Today, I’m going to be taking you on a tour through my journey over the last three years.

I’m going to talk about Flashbots and the choices we’ve made as a collective, how they relate to the base layer of Ethereum security and fairness for users. What is Flashbots doing? How can we all do it together with the community, to build these systems for the next trillion?

Where did MEV come from?

The long game of MEV

This all started for me with an academic paper I wrote at Cornell called Flash Boys 2.0: Frontrunning, Transaction Reordering, and Consensus Instability in Decentralized Exchanges, where we looked at the market dynamics of several decentralized exchanges that were popular at the time around 2018 and 2019. We looked into the game that bots were playing to arbitrage decentralized exchanges. We examined how that related to user fairness and consensus security using extensive measurement infrastructure.

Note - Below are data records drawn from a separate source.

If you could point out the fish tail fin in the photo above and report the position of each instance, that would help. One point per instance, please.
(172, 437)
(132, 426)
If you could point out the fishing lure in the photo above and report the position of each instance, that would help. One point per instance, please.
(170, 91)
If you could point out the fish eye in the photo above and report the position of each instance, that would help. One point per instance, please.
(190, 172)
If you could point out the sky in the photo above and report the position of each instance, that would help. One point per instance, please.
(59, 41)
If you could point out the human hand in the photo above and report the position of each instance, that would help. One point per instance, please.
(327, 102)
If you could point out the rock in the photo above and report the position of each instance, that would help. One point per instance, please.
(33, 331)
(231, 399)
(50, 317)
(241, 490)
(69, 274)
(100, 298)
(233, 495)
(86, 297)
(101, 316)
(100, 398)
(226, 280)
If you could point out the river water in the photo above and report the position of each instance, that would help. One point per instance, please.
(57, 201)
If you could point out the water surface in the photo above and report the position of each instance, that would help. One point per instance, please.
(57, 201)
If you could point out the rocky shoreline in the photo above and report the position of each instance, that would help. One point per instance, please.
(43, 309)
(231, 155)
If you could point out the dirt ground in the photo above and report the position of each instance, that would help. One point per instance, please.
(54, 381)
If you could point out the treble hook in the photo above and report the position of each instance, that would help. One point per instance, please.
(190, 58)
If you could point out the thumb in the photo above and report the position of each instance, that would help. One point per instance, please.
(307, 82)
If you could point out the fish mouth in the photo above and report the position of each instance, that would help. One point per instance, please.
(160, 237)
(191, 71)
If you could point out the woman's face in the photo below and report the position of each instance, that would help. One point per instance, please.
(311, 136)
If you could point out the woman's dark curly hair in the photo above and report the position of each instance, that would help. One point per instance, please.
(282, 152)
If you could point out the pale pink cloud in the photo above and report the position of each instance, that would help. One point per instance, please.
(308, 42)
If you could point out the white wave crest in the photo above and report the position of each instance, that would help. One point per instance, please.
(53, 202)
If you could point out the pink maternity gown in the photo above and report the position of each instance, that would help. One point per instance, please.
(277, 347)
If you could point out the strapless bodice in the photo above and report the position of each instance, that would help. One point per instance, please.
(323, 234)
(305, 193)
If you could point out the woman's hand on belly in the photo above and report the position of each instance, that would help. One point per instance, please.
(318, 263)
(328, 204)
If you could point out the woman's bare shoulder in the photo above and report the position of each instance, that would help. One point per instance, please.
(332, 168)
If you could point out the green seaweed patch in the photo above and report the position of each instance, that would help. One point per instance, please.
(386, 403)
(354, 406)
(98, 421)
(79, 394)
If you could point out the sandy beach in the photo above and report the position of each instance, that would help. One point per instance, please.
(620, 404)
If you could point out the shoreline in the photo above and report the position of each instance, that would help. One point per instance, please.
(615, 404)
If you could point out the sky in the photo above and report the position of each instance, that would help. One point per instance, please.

In this paper, we defined MEV, short for Miner Extractable Value (or Maximal Extractable Value today), as the total amount that Ethereum miners (or validators today) can extract from manipulation of transactions within a given time frame, which may include multiple blocks worth of transactions. We identified ordering optimization fees (OOF) as representing one case of MEV.

On the one hand, MEV is fundamental, like financial potential energy that runs through every any distributed systems secured by economic incentives. On the other hand, it poses concrete, measurable, consensus-layer security risks. In the paper, we demonstrated empirically that MEV poses a realistic threat to Ethereum.